Minnesota governor considers recycler permit hold after fire
MINNEAPOLIS — Minnesota Gov. Tim Walz said Friday he is considering placing a 30-day hold on a metal recycling company’s permit after a fire that burned for days and sent up plumes of smoke.
Speaking at a forum organized by the University of Minnesota’s Humphrey School of Public Affairs, Walz said he is looking at ways to hold Northern Metals responsible for pollution caused by this week’s fire at its plant in Becker, in central Minnesota.
Walz told the audience that he does not trust Northern Metals “to do the right thing,” KMSP-TV reported. The Democratic governor said state regulators would make the decision on a 30-day hold.
The Becker Police Department reported in a Facebook post that initial air tests have found no hazardous chemicals. The Minnesota Pollution Control Agency took additional air samples Thursday; results were expected Friday.
Northern Metals did not immediately return a phone call from The Associated Press for comment Friday. But state Sen. Andrew Mathews of Milaca, whose district includes Becker, said in a statement Friday that Northern Metals “is fully cooperating” with the state fire investigation, the MPCA and local public health officials.
“To suggest an arbitrary 30-day hold on permitting from the state is irresponsible and an overreaction,” Mathews said.
A state fire marshal investigator was at the scene Friday. The cause of the fire is still under investigation.

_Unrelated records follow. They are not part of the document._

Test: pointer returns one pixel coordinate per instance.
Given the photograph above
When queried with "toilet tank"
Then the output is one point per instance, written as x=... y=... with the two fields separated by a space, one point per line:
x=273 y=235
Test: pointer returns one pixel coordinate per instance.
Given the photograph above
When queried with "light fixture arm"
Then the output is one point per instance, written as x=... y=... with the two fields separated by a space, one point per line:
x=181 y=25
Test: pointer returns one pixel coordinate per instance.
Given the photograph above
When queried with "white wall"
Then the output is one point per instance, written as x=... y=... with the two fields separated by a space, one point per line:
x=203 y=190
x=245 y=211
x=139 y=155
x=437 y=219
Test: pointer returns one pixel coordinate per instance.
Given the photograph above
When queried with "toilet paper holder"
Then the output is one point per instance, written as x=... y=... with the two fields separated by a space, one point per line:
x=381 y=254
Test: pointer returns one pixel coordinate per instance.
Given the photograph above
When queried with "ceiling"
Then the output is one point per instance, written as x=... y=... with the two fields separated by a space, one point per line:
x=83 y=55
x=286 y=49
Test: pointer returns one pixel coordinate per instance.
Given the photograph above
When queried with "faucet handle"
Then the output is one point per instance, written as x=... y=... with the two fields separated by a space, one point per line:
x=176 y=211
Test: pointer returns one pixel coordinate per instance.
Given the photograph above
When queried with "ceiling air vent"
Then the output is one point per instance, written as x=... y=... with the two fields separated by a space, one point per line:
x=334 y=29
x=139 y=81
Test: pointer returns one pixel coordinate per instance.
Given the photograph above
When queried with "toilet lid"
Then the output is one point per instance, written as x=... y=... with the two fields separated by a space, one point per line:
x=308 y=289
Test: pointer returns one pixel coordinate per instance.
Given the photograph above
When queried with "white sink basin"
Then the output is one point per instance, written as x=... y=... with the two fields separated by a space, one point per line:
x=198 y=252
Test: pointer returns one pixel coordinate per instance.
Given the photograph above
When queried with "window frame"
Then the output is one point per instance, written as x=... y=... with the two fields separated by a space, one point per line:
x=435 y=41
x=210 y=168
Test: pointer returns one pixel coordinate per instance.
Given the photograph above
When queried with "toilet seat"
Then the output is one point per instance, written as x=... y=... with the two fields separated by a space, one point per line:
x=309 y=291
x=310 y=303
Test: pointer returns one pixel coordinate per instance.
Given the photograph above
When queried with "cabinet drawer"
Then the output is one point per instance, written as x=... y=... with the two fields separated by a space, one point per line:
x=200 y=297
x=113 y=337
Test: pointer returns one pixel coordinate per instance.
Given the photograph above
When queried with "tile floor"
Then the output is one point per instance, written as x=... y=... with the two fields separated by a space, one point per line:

Police said Thursday that firefighters had the blaze under control, but the fire flared late Thursday, sending more smoke over Becker. Classes in Becker were canceled Thursday but resumed Friday.
Residents of the city of 4,500 people have not been asked to evacuate, but should stay away from the immediate area of the fire, police have said. Becker is about 50 miles (80 kilometers) northwest of Minneapolis.
Northern Metals moved its shredding operation from Minneapolis to Becker last year after the Pollution Control Agency ordered it shut down because of high levels of air pollution and inaccurately recorded pollution.